Ted Cruz Slams Boot on Table While Questioning FBI Director U.S. Sen. Ted Cruz (R-TX) (L) speaks as Mike Lee (R-UT) (R) listens during a hearing before Senate Judiciary Committee at Hart Senate Office Building on Capitol Hill August 4, 2022 in Washington, DC. (Alex Wong/Getty)
By Charlie McCarthy | Thursday, 04 August 2022 02:43 PM EDT
Sen. Ted Cruz, R-Texas, slammed his cowboy boot on the table Thursday while questioning FBI Director Christopher Wray.
Wray was appearing before the Senate Judiciary Committee on a session focused on FBI oversight.
Soon after beginning his allotted time, Cruz cited a leaked FBI document on domestic terrorist symbols indicative of "militia violent extremism."
Included in the document was the Gonzales Battle Flag, from one of the first battles of the Texas Revolution in 1835 between Texas and Mexico. Also known as the "Come and Take It" flag, the Gonzales flag features a cannon with a star above and the aforementioned wording.
"I was particularly struck is the Gonzales Battle Flag – Come and take it – as indicative of being a violent extremist militia," Cruz said during his questioning of Wray.
"Well, I will self report right now [slams boot] that every day in the Senate, I wear my boots that have the Gonzales battle flag on the back of them.
"Director Ray, what are y'all doing? This makes no sense. Do you agree with this FBI guidance?
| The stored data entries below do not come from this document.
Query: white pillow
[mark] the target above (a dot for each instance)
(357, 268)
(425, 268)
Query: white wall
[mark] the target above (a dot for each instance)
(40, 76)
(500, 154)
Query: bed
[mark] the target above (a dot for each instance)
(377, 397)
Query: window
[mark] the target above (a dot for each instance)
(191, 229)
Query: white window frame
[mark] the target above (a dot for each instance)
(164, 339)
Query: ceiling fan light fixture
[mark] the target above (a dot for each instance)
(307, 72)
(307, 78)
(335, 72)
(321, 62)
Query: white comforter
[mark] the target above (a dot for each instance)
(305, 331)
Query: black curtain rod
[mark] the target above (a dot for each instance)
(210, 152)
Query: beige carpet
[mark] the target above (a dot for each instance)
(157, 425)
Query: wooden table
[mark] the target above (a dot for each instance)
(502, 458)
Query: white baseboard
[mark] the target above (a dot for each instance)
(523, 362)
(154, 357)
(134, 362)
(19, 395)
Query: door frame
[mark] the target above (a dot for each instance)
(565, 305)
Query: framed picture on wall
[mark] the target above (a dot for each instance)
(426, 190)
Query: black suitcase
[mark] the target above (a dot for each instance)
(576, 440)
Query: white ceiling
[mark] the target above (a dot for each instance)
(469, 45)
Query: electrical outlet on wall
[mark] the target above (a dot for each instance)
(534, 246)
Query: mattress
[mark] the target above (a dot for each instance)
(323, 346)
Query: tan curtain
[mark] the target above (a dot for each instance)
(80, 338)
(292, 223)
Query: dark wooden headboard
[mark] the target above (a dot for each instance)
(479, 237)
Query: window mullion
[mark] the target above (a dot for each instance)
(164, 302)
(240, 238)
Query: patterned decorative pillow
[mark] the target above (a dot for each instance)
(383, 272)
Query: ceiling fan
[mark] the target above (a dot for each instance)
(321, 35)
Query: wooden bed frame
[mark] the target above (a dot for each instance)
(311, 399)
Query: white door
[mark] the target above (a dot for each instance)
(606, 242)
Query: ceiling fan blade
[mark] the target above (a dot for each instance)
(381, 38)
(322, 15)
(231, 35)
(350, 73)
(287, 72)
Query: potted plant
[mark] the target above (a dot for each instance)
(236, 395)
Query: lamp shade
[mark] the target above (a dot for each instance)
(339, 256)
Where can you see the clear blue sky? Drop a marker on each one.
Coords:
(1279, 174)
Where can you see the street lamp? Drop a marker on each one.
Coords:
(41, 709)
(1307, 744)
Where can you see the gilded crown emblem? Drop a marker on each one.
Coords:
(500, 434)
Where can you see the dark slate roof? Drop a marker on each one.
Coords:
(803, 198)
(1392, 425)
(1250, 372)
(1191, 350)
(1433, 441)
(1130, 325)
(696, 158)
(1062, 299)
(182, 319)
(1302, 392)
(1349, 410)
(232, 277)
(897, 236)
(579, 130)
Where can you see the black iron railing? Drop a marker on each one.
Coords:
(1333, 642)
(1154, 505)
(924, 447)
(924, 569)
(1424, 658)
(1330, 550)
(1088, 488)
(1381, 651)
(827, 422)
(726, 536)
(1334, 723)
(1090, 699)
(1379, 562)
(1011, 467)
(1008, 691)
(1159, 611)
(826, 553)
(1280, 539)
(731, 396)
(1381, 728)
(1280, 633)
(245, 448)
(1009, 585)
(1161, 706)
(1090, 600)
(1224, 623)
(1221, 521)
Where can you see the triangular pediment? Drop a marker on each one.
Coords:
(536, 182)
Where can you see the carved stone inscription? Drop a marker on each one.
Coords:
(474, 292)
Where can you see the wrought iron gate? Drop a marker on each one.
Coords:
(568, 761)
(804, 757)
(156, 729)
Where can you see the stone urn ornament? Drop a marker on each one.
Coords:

That the Betsy Ross flag, and the Gadsden flag [from the American Revolution] and the Gonzales Battle Flag or signs of militia violent extremism."
Wray responded that he was "not familiar" with the oversized copy of the alleged leaked document behind the senator, and was "not in the practice of trying to comment on documents that I haven't recognized."
"But I will tell you that when we put out intelligence products, including ones that reference symbols, which we do across a wide variety of contexts, we usually make great pains … take great pains to put caveats and warnings in the document that make clear that a symbol alone is not considered evidence of violent extremism," Wray said.
Cruz told Ray that groups such as Antifa and Black Lives Matter were not included on the list, and "there’s a pattern of this."
The senator began his time by telling Wray that he was "deeply concerned that the FBI and the Department of Justice have become thoroughly politicized."
"I think this is a problem that began during the Obama administration," Cruz said, "I think it metastasized with career officials during the Trump administration, and I think it continues and is even worse today under the Biden administration.
"I don’t believe you, personally, reflect that politicization but I think you’ve been unwilling to root it out."